Depuis lors, l’entreprise a mené des études cliniques sur 47 patients bénévoles – qui subissaient déjà une chirurgie cérébrale pour d’autres raisons. Les appareils ont été placés sur leur cerveau pendant la chirurgie pour lire, enregistrer et cartographier l’activité à la surface du cerveau.

Dans ces études cliniques – limitées à 15 à 30 minutes – un ou deux réseaux d’électrodes ont généralement été placés sur le cerveau d’un patient pendant qu’ils se livraient à des activités telles que parler, jouer des scisseurs de papier rocheux ou faire fonctionner un joystick, donc des algorithmes AI pourrait Apprenez les modèles neuronaux typiques associés à cette activité.

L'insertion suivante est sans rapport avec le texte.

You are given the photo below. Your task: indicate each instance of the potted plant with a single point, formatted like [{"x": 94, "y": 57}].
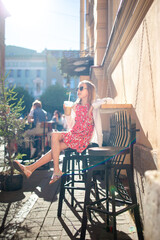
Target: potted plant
[{"x": 11, "y": 129}]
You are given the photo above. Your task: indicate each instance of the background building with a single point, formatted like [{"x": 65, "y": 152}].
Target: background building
[
  {"x": 123, "y": 37},
  {"x": 37, "y": 71}
]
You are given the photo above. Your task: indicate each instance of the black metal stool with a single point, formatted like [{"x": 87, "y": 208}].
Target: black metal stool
[
  {"x": 71, "y": 168},
  {"x": 112, "y": 184}
]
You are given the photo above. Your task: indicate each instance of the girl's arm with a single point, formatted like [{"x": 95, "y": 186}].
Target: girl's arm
[{"x": 71, "y": 118}]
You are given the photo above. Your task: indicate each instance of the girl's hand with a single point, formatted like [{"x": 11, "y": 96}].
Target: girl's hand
[{"x": 90, "y": 111}]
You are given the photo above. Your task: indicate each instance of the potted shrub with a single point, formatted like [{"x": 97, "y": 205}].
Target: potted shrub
[{"x": 11, "y": 129}]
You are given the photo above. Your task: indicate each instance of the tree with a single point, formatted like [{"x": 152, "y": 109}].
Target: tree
[
  {"x": 52, "y": 99},
  {"x": 11, "y": 126},
  {"x": 27, "y": 99}
]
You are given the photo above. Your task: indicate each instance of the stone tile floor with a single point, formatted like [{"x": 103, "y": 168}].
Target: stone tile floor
[{"x": 32, "y": 214}]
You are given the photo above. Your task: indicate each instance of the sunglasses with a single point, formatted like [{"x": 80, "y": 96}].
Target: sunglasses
[{"x": 81, "y": 88}]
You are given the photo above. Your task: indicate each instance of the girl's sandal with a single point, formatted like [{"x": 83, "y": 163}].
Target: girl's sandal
[
  {"x": 22, "y": 169},
  {"x": 55, "y": 177}
]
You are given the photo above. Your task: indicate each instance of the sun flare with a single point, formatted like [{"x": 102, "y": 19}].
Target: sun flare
[{"x": 26, "y": 11}]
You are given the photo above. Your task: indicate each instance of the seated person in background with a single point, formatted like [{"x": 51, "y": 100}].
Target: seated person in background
[
  {"x": 36, "y": 116},
  {"x": 57, "y": 121},
  {"x": 64, "y": 122}
]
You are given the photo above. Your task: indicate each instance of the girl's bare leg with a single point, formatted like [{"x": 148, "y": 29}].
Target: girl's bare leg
[{"x": 56, "y": 147}]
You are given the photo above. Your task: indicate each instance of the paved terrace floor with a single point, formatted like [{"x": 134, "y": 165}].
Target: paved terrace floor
[{"x": 32, "y": 214}]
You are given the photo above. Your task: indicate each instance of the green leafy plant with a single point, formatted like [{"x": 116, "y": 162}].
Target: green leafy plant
[{"x": 11, "y": 124}]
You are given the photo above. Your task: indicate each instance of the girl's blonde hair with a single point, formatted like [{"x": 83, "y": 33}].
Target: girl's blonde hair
[{"x": 91, "y": 90}]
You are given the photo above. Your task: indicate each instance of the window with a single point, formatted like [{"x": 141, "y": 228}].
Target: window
[
  {"x": 26, "y": 73},
  {"x": 65, "y": 82},
  {"x": 38, "y": 73},
  {"x": 72, "y": 83},
  {"x": 18, "y": 73},
  {"x": 54, "y": 69}
]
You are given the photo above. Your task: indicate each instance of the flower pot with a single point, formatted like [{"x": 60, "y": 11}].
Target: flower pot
[{"x": 11, "y": 183}]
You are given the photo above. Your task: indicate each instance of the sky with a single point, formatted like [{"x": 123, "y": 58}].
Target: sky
[{"x": 40, "y": 24}]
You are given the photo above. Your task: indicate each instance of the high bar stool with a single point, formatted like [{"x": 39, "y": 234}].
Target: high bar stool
[
  {"x": 112, "y": 185},
  {"x": 71, "y": 167},
  {"x": 112, "y": 163}
]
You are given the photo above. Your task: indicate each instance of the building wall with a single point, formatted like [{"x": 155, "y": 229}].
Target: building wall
[
  {"x": 3, "y": 15},
  {"x": 136, "y": 81},
  {"x": 129, "y": 73}
]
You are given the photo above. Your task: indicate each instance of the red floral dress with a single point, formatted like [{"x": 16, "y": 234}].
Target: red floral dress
[{"x": 80, "y": 135}]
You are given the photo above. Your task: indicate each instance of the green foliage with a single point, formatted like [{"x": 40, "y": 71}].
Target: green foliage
[
  {"x": 53, "y": 98},
  {"x": 11, "y": 126}
]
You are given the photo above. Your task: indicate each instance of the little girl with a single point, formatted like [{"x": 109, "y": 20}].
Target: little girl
[{"x": 78, "y": 137}]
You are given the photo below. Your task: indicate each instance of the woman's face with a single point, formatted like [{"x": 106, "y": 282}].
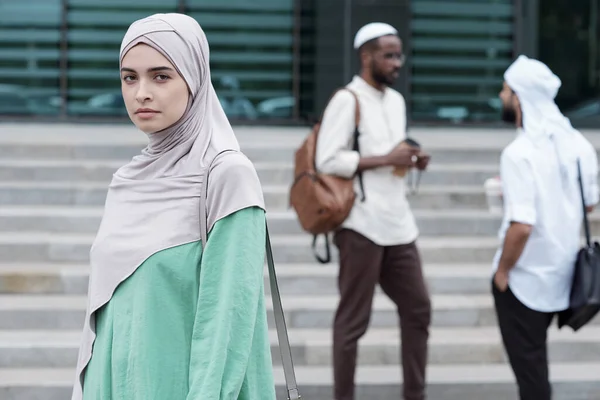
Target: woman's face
[{"x": 155, "y": 95}]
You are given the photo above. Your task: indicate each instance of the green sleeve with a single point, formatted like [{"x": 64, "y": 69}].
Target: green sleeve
[{"x": 230, "y": 352}]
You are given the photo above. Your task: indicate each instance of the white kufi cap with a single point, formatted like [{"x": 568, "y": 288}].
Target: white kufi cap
[{"x": 372, "y": 31}]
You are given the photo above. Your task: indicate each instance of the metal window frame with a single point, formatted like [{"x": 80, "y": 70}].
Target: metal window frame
[{"x": 63, "y": 115}]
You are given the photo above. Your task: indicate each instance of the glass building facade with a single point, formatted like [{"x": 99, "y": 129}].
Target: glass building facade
[{"x": 277, "y": 61}]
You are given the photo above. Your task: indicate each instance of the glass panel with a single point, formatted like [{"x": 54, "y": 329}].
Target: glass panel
[
  {"x": 568, "y": 43},
  {"x": 96, "y": 28},
  {"x": 29, "y": 57},
  {"x": 460, "y": 50},
  {"x": 251, "y": 44}
]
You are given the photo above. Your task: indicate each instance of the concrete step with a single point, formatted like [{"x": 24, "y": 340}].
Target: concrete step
[
  {"x": 36, "y": 247},
  {"x": 313, "y": 347},
  {"x": 452, "y": 382},
  {"x": 293, "y": 279},
  {"x": 257, "y": 152},
  {"x": 65, "y": 219},
  {"x": 26, "y": 312},
  {"x": 270, "y": 173},
  {"x": 276, "y": 197}
]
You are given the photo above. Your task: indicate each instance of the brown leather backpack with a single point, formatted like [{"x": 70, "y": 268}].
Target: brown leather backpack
[{"x": 322, "y": 202}]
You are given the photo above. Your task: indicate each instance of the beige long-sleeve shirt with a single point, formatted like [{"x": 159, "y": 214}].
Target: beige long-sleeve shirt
[{"x": 385, "y": 216}]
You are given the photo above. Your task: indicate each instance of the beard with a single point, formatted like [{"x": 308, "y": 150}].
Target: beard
[
  {"x": 380, "y": 77},
  {"x": 509, "y": 115}
]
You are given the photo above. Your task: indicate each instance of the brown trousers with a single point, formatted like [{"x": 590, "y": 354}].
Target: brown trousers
[{"x": 398, "y": 271}]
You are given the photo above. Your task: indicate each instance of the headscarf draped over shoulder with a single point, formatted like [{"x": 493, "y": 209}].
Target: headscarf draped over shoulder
[{"x": 153, "y": 202}]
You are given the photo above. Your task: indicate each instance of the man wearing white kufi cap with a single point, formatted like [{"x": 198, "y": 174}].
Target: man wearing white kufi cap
[
  {"x": 377, "y": 242},
  {"x": 542, "y": 219}
]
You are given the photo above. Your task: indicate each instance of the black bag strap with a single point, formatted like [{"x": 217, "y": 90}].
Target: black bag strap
[
  {"x": 586, "y": 222},
  {"x": 355, "y": 145}
]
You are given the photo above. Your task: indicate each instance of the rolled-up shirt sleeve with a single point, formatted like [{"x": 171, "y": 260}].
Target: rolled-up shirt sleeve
[
  {"x": 334, "y": 154},
  {"x": 518, "y": 189}
]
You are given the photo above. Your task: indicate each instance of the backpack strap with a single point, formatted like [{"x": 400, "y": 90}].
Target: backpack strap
[{"x": 355, "y": 146}]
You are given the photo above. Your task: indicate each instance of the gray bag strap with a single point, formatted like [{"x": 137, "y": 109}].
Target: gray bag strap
[{"x": 282, "y": 335}]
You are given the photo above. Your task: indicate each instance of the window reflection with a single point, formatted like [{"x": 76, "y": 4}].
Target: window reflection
[
  {"x": 460, "y": 52},
  {"x": 29, "y": 57},
  {"x": 568, "y": 43}
]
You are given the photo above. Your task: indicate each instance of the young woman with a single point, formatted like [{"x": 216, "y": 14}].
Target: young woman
[{"x": 170, "y": 318}]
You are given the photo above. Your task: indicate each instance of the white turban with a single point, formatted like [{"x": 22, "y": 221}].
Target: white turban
[
  {"x": 372, "y": 31},
  {"x": 544, "y": 124}
]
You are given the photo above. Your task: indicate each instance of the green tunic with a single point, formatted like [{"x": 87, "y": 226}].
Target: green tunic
[{"x": 187, "y": 325}]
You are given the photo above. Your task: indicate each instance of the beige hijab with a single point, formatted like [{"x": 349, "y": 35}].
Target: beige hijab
[{"x": 153, "y": 203}]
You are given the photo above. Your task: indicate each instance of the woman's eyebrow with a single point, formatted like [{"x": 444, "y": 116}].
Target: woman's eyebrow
[{"x": 153, "y": 69}]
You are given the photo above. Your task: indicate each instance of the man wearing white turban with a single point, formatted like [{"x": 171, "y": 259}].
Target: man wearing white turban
[{"x": 542, "y": 219}]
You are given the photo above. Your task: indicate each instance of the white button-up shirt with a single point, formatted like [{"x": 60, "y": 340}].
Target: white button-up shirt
[
  {"x": 385, "y": 216},
  {"x": 535, "y": 194}
]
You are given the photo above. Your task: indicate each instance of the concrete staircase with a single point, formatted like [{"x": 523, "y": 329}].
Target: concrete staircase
[{"x": 52, "y": 187}]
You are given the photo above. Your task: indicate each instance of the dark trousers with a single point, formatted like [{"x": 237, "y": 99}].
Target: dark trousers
[
  {"x": 524, "y": 334},
  {"x": 397, "y": 269}
]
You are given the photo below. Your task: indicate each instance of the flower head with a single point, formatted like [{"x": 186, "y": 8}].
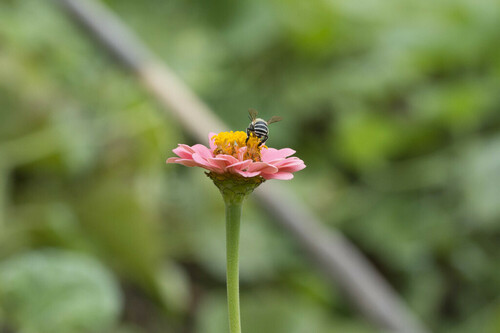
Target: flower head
[{"x": 232, "y": 155}]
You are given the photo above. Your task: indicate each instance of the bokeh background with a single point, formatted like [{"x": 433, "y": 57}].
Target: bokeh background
[{"x": 393, "y": 105}]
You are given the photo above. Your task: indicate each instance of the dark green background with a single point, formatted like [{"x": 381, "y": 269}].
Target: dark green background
[{"x": 393, "y": 105}]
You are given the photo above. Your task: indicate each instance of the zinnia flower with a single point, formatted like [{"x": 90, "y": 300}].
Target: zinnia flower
[
  {"x": 237, "y": 164},
  {"x": 231, "y": 154}
]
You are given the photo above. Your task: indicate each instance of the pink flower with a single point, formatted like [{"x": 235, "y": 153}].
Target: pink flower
[{"x": 231, "y": 153}]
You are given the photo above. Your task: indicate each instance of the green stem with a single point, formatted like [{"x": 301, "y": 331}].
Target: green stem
[{"x": 233, "y": 216}]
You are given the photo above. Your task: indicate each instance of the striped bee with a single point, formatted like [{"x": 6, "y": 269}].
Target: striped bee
[{"x": 259, "y": 127}]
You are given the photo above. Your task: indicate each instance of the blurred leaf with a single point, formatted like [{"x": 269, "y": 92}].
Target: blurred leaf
[{"x": 56, "y": 291}]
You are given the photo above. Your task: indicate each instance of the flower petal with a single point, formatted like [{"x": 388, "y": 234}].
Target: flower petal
[
  {"x": 262, "y": 167},
  {"x": 278, "y": 175},
  {"x": 202, "y": 161},
  {"x": 186, "y": 162},
  {"x": 211, "y": 141},
  {"x": 247, "y": 174},
  {"x": 270, "y": 154},
  {"x": 183, "y": 151},
  {"x": 293, "y": 167},
  {"x": 239, "y": 166}
]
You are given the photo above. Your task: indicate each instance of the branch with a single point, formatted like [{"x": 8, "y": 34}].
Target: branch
[{"x": 338, "y": 258}]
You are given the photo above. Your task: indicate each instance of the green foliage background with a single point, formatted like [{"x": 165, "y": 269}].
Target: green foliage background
[{"x": 393, "y": 105}]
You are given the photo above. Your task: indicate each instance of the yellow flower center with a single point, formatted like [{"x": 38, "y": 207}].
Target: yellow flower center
[{"x": 230, "y": 143}]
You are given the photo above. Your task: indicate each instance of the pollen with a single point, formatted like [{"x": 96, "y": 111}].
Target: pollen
[{"x": 231, "y": 143}]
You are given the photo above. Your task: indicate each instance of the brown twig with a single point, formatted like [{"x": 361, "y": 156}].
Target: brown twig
[{"x": 339, "y": 259}]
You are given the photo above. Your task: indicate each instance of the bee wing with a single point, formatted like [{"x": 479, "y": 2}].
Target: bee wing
[
  {"x": 274, "y": 119},
  {"x": 253, "y": 114}
]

En avril, la précision a déclaré avoir reçu un dégagement de la FDA pour utiliser son réseau d’électrodes dans le « enregistrement, surveillance et stimulation de l’activité électrique à la surface du cerveau ». L’autorisation autorise le tableau pour une utilisation commerciale jusqu’à 30 jours. Des études sont déjà en cours, mais la société a refusé de partager le nombre de patients qui participent à ces études cliniques plus longues.


Neuroscience de précision

La neuroscience de précision est cartographié l’activité électrique du cerveau.

Neuroscience de précision



La valeur des données

Les interfaces cérébrales servent de traducteurs en quelque sorte, convertissant le langage électrique du cerveau en vernaculaire des machines – et éventuellement, en action réelle.

La précision indique que son système capture environ 1 à 2 milliards de points de données par minute de chaque patient. Il analyse les données en temps réel et exploite les algorithmes d’IA pour traduire les données brutes et les signaux électriques en code informatique.

L’objectif est de collecter des données à partir d’un échantillon diversifié de patients, a déclaré Rapoport.

« Dans tout le domaine des neurosciences, nous n’avons jamais eu un ensemble aussi diversifié d’enregistrements à long terme de haute qualité et haute résolution de dizaines de cerveaux des patients jusqu’à ce que nous commencions à le faire, et cela inclut la neurale », a-t-il déclaré.

Entre toutes ses études, il a recueilli suffisamment de données pour commencer à construire ce qu’il a décrit comme un «modèle de fondation neuronale».

L’objectif principal de ce modèle d’apprentissage automatique sera de décoder la parole et l’intention motrice du cerveau pour finalement aider les patients à contrôler les ordinateurs et les smartphones, a déclaré Mermel. Cependant, a-t-il ajouté, la société explore les futurs cas d’utilisation pour sa technologie, notamment en aidant les chirurgiens pendant la neurochirurgie, en traitant des conditions telles que la dépression et en aidant à la récupération d’un AVC.

« Lorsque vous avez quelque chose de sûr et efficace pour un groupe de niche de personnes, cela soulève la question: y a-t-il des moyens de l’alléger au-delà de ce cas d’utilisation original? » Dit Rapoport.